S.O Mali œuvre aussi à inclure d’autres volets à travers la santé et les divertissements. Après les Jeux de Los Angeles, l’ambition de Hamchétou est de continuer sur cette même lancée. Cela passe par une implantation du programme dans toutes les régions du Mali, le recrutement de plus d’athlètes car beaucoup sont cachés et souffrent de mauvais traitements. Tout cela sur fond d’un grand focus sur l’inclusion et l’intégration permettant à nos athlètes de jouer avec des gens dits «normaux» ! «Nous aimerions surtout que l’organisation Special Olympics Mali soit officiellement reconnue tant sur le plan sport, santé et aussi social.

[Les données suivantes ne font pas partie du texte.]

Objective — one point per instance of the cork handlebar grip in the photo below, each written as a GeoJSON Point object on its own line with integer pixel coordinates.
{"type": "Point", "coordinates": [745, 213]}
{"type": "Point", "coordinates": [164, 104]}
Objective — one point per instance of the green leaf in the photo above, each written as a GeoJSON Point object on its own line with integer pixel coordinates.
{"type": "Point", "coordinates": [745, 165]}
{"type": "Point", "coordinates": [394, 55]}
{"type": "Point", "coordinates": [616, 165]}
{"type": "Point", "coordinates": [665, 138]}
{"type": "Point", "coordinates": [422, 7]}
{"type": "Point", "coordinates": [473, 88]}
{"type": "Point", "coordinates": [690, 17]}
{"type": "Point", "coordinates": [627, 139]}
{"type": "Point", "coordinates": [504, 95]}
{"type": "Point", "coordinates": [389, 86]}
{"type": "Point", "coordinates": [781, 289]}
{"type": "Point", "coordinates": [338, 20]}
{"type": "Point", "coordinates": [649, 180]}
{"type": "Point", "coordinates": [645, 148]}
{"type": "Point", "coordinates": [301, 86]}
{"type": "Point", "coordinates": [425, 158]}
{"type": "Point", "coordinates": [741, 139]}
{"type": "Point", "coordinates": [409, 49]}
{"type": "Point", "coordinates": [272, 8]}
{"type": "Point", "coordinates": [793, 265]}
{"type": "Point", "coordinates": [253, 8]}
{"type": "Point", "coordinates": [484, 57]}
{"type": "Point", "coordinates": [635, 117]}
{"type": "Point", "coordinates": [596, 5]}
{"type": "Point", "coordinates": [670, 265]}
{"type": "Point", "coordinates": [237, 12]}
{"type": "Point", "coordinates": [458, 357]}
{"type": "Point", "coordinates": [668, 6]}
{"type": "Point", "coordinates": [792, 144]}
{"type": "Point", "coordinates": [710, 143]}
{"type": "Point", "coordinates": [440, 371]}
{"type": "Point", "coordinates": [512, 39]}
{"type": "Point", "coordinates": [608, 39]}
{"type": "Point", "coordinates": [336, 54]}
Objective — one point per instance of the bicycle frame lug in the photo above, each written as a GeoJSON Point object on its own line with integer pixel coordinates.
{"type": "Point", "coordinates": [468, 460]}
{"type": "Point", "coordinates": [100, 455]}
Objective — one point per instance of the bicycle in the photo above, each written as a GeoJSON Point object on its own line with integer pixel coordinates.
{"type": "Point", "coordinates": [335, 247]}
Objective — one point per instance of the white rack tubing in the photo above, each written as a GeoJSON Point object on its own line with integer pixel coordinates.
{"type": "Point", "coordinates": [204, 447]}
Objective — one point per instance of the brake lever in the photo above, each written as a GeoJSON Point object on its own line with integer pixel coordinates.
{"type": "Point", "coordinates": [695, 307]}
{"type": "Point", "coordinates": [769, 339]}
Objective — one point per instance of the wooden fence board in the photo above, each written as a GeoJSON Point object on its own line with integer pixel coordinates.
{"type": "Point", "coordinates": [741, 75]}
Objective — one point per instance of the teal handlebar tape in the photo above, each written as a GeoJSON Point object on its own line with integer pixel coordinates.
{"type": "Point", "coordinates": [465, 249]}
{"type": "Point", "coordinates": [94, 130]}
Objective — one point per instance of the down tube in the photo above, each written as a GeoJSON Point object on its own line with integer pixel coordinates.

Le Département des Sports et le Comité Olympique nous ont accompagnés dans la réactivation du programme et nous espérons toujours compter sur leur collaboration», précise la championne d’Afrique de basket en 2007 avec les Aigles du Mali.
Tous derrière S.O Mali
Pour concrétiser ses ambitions en faveur des personnes souffrant de déficience mentale, elle compte aussi sur le soutien du ministère de la Santé ; du ministère de la Solidarité, de l’Action humanitaire et de la Reconstruction du Nord ; du ministère de l’Education nationale ; et du ministère de l’Emploi, de la Formation professionnelle, de la Jeunesse et de la Construction citoyenne.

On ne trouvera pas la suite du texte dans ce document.